`ffi.load('./libtest.so')` returns a C library namespace object. The
following passage from http://luajit.org/ext_ffi_semantics.html#clib
is relevant:
C library namespaces themselves are garbage collected objects. If the last
reference to the namespace object is gone, the garbage collector will
eventually release the shared library reference and remove all memory
associated with the namespace. Since this may trigger the removal of the
shared library from the memory of the running process, it's generally not
safe to use function cdata objects obtained from a library if the namespace
object may be unreferenced.
Hi,
I seem to be encountering a bug in luajit, tested on version 2.0.4 on both
Linux x64 (Mint 17.3) and OS X 10.10 (from the apt-get default
package/homebrew release). If I have a pointer active that is subject the
ffi.gc using my own finalizer (rather than just malloc/free) I get a
segfault if I access a nil element of a table rather than a nice traceback
telling me off. I've included a minimum working example below:
test.cpp:
#include <cstdlib>
extern "C"
{
typedef struct
{
int len;
double* a;
} Abc;
}
extern "C"
Abc* Abc_new(int length)
{
Abc* a = (Abc*)malloc(sizeof(Abc));
a->a = (double*)malloc(length * sizeof(double));
a->len = length;
return a;
}
extern "C"
void Abc_destruct(Abc* a)
{
free(a->a);
free(a);
}
--------------------------------------------------------------------------------------
compile with `c++ -fpic -shared -o libtest.so test.cpp`
--------------------------------------------------------------------------------------
seg.lua:
local blah = nil
local ffi = require('ffi')
ffi.cdef[[
typedef struct
{
int len;
double* a;
} Abc;
Abc* Abc_new(int length);
void Abc_destruct(Abc* a);
]]
local test = ffi.load('./libtest.so')
local cells = ffi.gc(test.Abc_new(100), test.Abc_destruct)
blah:this_will_segfault()
-------------------------------------------------------------------------------------
If I call blah:this_will_segfault() before the ffi.gc call, it gives me the
traceback that I'd expect, but putting it there gives a segfault.

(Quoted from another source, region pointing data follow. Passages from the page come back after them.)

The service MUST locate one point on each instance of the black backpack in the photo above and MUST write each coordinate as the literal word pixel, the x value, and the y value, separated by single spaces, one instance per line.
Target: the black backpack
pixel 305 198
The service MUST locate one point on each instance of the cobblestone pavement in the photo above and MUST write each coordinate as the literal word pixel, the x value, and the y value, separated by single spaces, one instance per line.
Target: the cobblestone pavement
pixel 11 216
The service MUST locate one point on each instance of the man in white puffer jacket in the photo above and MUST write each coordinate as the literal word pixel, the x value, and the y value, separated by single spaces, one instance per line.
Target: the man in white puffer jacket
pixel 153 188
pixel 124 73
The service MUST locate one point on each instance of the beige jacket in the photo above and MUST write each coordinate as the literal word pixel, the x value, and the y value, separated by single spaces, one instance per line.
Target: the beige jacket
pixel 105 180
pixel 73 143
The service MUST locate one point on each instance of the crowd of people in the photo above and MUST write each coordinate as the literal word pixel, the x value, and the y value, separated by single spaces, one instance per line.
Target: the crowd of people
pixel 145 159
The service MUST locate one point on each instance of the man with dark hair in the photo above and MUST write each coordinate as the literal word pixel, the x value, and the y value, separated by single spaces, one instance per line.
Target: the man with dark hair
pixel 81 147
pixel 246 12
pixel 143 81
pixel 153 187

Valgrind
seems to link this segfault to lua_gc:
==22498== Memcheck, a memory error detector
==22498== Copyright (C) 2002-2015, and GNU GPL'd, by Julian Seward et al.
==22498== Using Valgrind-3.11.0 and LibVEX; rerun with -h for copyright info
==22498== Command: luajit seg.lua
==22498==
==22498== Jump to the invalid address stated on the next line
==22498== at 0x5D26754: ???
==22498== by 0x43BE45: ??? (in /usr/bin/luajit-2.0.4)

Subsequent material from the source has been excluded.